Correlation Between Elia Group and Miko NV
Can any of the company-specific risk be diversified away by investing in both Elia Group and Miko NV at the same time? Although using a correlation coefficient on its own may not help to predict future stock returns, this module helps to understand the diversifiable risk of combining Elia Group and Miko NV into the same portfolio, which is an essential part of the fundamental portfolio management process.
By analyzing existing cross correlation between Elia Group SANV and Miko NV, you can compare the effects of market volatilities on Elia Group and Miko NV and check how they will diversify away market risk if combined in the same portfolio for a given time horizon. You can also utilize pair trading strategies of matching a long position in Elia Group with a short position of Miko NV. Check out your portfolio center. Please also check ongoing floating volatility patterns of Elia Group and Miko NV.
Diversification Opportunities for Elia Group and Miko NV
0.15 | Correlation Coefficient |
Average diversification
The 3 months correlation between Elia and Miko is 0.15. Overlapping area represents the amount of risk that can be diversified away by holding Elia Group SANV and Miko NV in the same portfolio, assuming nothing else is changed. The correlation between historical prices or returns on Miko NV and Elia Group is a relative statistical measure of the degree to which these equity instruments tend to move together. The correlation coefficient measures the extent to which returns on Elia Group SANV are associated (or correlated) with Miko NV. Values of the correlation coefficient range from -1 to +1, where. The correlation of zero (0) is possible when the price movement of Miko NV has no effect on the direction of Elia Group i.e., Elia Group and Miko NV go up and down completely randomly.
Pair Corralation between Elia Group and Miko NV
Assuming the 90 days trading horizon Elia Group SANV is expected to generate 1.32 times more return on investment than Miko NV. However, Elia Group is 1.32 times more volatile than Miko NV. It trades about 0.1 of its potential returns per unit of risk. Miko NV is currently generating about 0.06 per unit of risk. If you would invest 6,811 in Elia Group SANV on December 29, 2024 and sell it today you would earn a total of 1,364 from holding Elia Group SANV or generate 20.03% return on investment over 90 days.

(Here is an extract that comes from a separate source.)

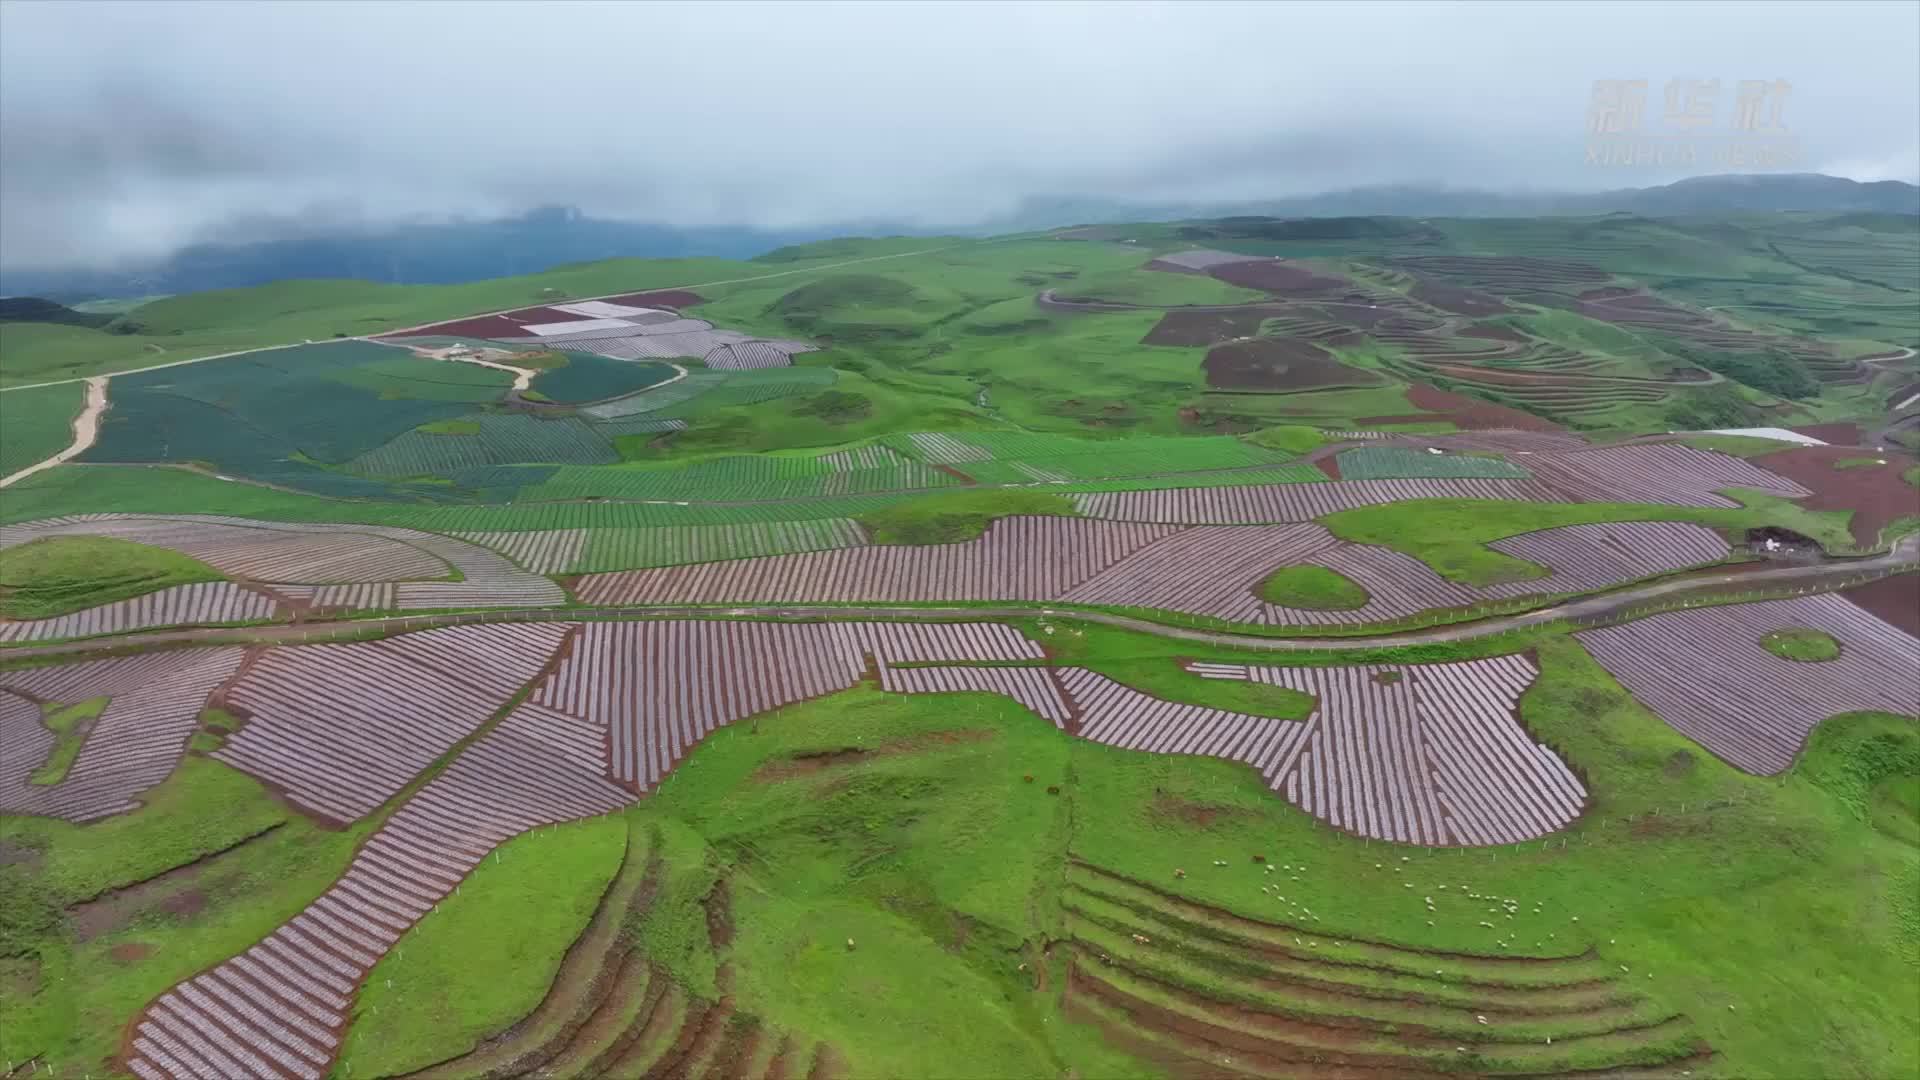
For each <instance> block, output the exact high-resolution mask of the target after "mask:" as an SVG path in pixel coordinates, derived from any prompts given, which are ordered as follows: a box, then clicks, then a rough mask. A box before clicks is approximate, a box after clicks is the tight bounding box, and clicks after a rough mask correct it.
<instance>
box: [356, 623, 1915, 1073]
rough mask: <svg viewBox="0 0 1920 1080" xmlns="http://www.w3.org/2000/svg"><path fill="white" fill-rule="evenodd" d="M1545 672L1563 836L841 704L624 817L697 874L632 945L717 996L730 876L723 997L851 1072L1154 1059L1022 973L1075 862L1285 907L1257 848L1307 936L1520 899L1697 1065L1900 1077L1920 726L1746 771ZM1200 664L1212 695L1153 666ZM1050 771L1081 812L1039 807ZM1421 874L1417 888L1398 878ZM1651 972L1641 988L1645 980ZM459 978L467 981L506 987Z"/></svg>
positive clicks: (1018, 1068)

Time Period | 3 Months [change] |
Direction | Moves Together |
Strength | Insignificant |
Accuracy | 100.0% |
Values | Daily Returns |
Elia Group SANV vs. Miko NV
Performance |
Timeline |
Elia Group SANV |
Miko NV |
Elia Group and Miko NV Volatility Contrast
Predicted Return Density |
Returns |
Pair Trading with Elia Group and Miko NV
The main advantage of trading using opposite Elia Group and Miko NV positions is that it hedges away some unsystematic risk. Because of two separate transactions, even if Elia Group position performs unexpectedly, Miko NV can make up some of the losses. Pair trading also minimizes risk from directional movements in the market. For example, if an entire industry or sector drops because of unexpected headlines, the short position in Miko NV will offset losses from the drop in Miko NV's long position.Elia Group vs. Ackermans Van Haaren | Elia Group vs. Groep Brussel Lambert | Elia Group vs. Sofina Socit Anonyme | Elia Group vs. ageas SANV |
Check out your portfolio center.Note that this page's information should be used as a complementary analysis to find the right mix of equity instruments to add to your existing portfolios or create a brand new portfolio. You can also try the Portfolio Holdings module to check your current holdings and cash postion to detemine if your portfolio needs rebalancing.